Roustang : l’inhumain, l’infra-humain et le pré-humain

« Mais cette régression vers le vol, le viol et le meurtre, où les intérêts humains se présentent sous une forme déshumanisée avant d’être aménagés et reconduits à l’humanité, n’est possible que dans les cas les plus favorables. Pour les psychotiques, ou ceux que j’ai nommés ailleurs des frontaliers (borderline), la situation est différente. Ils n’ont en quelque sorte jamais été admis à des relations humaines. De l’humain, c’est l’inhumain qu’ils ont connu, celui de l’absorption et du rejet. Pour se protéger de cet inhumain qui les a formés, ils ont dû se réfugier dans l’infrahumain ou dans le pas encore humain (condition de l’humain pourtant) des animaux, des végétaux et des minéraux. Corps de pierre qui ne peuvent ni souffrir ni jouir, parce que toute souffrance est interdite à ce qui a été réduit à l’état d’objet, parce que la jouissance n’est pas l’affaire d’un individu auquel on a retiré toute intériorité.
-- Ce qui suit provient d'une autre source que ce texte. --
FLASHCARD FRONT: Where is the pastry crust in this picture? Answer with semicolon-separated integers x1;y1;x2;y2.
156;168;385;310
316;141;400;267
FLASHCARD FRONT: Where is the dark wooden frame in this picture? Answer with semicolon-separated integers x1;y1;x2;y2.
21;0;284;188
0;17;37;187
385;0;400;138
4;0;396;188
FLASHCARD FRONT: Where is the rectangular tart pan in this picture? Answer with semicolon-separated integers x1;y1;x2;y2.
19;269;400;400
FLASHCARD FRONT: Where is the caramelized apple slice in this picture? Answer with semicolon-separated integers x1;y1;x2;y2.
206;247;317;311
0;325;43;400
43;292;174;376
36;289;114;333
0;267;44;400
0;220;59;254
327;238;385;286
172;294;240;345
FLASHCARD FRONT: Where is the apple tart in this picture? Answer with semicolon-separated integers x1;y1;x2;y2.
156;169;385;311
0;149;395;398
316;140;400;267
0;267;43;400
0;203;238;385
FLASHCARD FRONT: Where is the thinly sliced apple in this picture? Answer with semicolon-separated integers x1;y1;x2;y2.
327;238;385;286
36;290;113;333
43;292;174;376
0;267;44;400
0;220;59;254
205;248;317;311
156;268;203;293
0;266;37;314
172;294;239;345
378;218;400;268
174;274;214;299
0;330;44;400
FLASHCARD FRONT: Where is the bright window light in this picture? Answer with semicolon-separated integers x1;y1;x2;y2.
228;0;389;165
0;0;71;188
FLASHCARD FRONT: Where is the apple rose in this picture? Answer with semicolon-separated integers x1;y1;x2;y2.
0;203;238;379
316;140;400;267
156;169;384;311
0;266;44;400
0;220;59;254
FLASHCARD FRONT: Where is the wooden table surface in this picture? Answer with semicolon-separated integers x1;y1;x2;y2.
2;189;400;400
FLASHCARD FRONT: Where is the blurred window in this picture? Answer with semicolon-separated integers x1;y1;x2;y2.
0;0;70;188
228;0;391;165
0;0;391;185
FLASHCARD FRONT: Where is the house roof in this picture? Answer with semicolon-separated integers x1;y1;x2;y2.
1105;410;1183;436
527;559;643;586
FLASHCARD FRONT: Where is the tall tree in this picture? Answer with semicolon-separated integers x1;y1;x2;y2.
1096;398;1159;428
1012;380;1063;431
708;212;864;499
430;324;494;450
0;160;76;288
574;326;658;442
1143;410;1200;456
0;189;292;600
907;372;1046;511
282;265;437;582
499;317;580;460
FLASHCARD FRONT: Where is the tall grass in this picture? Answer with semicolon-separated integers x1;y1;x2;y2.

Plante incapable de locomotion, parce qu’il leur est impossible de se détacher du lieu où ils sont placés, parce qu’ils doivent rester là fixés sans pouvoir connaître l’absence qui serait pour eux mortelle.

Il leur faudra donc en analyse pouvoir repasser par ce non-humain qui les fonde. »

François Roustang, Comment faire rire un paranoïaque ? Odile Jacob, 1996.